Mr Cameron is visiting the country with more than 100 UK business leaders and is hoping to help smooth the way towards a free trade agreement between China and the European Union.

'Take me away'

He launched his own microblog account on Sina Weibo, the Chinese equivalent of Twitter, which has more than 300 million users, last Friday, according to BBC Monitoring.

By 12:00 GMT on Monday his offerings, written in Mandarin, had gathered almost 159,000 followers.

Image caption David Cameron met Chinese Premier Li Keqiang in Beijing

However, soon after the account started, users doubted whether it was real until the British embassy re-tweeted the prime minister's opening message, along with the "big boss" moniker.

This appeared to excite many Chinese, who sent in their questions.

Some wondered why China's own political leaders had so far chosen to stay away from social media platforms, with one asking: "When will President Xi open a Weibo account?"

Several inquired about whether the visa application for entry to the UK could be simplified.

Many users asked Mr Cameron, who must return to London by Thursday for Chancellor George Osborne's Autumn Statement on the economy, to let them on the plane with him.

"I beg you to take me away.
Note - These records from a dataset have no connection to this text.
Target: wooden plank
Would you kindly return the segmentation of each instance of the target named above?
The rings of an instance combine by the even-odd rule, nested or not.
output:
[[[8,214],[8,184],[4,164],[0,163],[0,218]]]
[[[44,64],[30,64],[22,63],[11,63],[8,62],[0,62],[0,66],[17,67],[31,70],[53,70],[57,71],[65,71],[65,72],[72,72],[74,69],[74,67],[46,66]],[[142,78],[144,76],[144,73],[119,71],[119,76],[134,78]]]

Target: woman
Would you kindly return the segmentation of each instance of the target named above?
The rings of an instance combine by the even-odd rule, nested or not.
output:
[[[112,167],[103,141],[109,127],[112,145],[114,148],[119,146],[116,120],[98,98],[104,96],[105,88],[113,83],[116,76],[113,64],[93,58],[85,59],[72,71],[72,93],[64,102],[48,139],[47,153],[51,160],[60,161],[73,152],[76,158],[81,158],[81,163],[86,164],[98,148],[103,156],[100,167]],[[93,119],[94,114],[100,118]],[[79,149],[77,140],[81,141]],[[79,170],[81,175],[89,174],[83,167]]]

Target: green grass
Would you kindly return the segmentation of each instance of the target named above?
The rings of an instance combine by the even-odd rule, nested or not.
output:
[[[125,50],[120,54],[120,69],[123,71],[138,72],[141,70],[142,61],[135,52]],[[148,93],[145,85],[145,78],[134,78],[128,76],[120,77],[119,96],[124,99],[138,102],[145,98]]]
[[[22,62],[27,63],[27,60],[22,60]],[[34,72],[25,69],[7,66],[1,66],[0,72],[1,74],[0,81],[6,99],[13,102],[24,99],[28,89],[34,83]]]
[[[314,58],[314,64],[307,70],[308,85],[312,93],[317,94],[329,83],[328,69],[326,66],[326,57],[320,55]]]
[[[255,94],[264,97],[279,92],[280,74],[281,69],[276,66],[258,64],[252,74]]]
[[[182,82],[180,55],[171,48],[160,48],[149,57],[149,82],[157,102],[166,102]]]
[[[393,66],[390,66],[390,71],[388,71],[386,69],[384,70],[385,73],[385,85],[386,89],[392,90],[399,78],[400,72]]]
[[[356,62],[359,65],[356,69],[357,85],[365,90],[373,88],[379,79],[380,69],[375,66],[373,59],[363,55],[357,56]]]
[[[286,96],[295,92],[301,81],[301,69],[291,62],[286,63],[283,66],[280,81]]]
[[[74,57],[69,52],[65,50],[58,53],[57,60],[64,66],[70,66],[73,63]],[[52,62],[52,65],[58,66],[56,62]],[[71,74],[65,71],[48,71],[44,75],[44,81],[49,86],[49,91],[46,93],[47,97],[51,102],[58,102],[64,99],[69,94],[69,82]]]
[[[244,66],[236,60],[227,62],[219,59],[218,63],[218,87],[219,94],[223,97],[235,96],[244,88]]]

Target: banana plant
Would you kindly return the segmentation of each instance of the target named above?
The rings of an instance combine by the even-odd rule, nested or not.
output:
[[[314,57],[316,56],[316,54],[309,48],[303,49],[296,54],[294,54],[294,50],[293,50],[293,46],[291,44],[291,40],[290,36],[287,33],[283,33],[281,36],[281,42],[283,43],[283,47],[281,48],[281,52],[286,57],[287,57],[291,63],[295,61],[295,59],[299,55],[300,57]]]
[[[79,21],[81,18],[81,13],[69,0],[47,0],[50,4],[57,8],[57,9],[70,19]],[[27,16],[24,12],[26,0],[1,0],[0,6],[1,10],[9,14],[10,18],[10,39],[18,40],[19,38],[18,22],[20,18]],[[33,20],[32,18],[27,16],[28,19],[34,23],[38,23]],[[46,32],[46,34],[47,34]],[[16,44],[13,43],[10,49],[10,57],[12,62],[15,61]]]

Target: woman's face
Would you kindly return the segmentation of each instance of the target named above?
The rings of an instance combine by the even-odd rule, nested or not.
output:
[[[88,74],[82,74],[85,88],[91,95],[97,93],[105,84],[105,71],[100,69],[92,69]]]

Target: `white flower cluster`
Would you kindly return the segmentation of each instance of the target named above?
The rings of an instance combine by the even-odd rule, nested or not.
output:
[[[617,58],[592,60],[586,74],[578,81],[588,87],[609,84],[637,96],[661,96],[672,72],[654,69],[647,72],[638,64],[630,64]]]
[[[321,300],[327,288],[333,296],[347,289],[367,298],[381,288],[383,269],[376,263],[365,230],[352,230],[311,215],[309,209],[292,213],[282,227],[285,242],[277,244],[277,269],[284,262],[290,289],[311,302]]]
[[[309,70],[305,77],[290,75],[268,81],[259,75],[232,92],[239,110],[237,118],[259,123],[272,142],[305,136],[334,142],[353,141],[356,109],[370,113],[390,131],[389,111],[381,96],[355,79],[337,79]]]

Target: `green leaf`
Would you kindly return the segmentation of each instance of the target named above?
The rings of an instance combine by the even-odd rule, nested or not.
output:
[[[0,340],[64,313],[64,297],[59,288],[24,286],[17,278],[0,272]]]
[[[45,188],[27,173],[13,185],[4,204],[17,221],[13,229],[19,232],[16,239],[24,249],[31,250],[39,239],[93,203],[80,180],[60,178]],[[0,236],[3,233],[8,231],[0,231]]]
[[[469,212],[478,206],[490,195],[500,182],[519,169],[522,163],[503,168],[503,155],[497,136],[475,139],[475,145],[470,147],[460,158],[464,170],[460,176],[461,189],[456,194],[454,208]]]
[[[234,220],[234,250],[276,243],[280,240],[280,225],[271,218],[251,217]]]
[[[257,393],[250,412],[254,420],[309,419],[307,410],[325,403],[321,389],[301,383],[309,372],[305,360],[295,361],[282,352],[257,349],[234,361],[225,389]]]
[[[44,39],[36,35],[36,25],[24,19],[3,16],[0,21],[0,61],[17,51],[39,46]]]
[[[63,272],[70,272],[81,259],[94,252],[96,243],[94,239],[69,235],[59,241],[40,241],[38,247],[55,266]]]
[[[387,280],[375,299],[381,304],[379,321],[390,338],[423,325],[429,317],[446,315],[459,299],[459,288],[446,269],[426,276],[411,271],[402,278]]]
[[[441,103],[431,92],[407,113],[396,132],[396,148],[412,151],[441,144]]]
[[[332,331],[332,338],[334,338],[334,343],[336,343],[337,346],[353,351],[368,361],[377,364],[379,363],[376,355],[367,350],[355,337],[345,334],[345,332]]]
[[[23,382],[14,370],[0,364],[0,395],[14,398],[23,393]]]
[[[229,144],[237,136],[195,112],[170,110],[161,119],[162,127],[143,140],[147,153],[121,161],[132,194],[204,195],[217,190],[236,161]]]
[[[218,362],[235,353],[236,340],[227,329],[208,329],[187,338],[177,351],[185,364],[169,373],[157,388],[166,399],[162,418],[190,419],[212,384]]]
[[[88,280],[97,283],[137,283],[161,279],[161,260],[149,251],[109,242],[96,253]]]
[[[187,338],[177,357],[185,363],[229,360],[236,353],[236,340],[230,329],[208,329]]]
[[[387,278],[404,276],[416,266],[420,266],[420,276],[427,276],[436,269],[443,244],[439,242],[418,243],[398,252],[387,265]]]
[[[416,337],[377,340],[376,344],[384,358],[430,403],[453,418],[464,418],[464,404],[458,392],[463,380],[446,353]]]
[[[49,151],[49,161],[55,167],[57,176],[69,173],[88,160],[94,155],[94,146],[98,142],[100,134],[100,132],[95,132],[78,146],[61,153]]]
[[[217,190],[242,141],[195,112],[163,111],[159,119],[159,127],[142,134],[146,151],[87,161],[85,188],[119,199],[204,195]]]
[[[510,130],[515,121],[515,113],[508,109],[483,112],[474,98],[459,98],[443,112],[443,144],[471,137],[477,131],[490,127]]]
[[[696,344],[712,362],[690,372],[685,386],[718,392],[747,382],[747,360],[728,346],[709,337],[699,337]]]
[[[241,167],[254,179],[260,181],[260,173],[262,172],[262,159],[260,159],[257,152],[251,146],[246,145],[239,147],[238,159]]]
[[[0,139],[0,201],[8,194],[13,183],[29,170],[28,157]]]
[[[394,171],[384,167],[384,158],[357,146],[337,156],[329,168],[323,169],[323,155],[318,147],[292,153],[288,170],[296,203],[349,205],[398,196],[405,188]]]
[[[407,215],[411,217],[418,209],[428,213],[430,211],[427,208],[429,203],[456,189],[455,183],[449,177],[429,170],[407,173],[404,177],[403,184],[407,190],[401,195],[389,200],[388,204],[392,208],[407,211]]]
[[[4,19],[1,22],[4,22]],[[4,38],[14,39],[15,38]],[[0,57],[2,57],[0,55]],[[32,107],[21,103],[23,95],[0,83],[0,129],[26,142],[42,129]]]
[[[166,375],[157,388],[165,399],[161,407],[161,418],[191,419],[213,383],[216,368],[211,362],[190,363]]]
We don't have universal free medical care here," said Quanqiuremen.

Mr Cameron's visit has also brought back some bitter memories of British imperialism from the past two centuries.

Human rights

"Mr prime minister, are you bringing opium with you?" asked "Yongmian", referring to the Opium Wars in the 19th Century.

"When will you compensate us for the Old Summer Palace?" asked Glorious Ming, in a rebuke to British and French forces for burning down the Chinese imperial garden in 1860.

The more contemporary clash between the two countries over China's human rights record, particularly in Tibet, has also featured prominently in the online discussions.

Cameron's meeting with the Dalai Lama a year ago, which angered Chinese leaders and led to a freeze in top-level contacts, was mentioned.

"Dalai's friend has come to China for our silver," said Wuyanliuju.

But some users accused Mr Cameron of not doing enough to promote human rights. One, West Sea Fisherman, urged him to "go back" if he did not mention the issue at high-level intergovernmental meetings.

"We do not welcome foreign leaders who care nothing about human rights in our country," he added.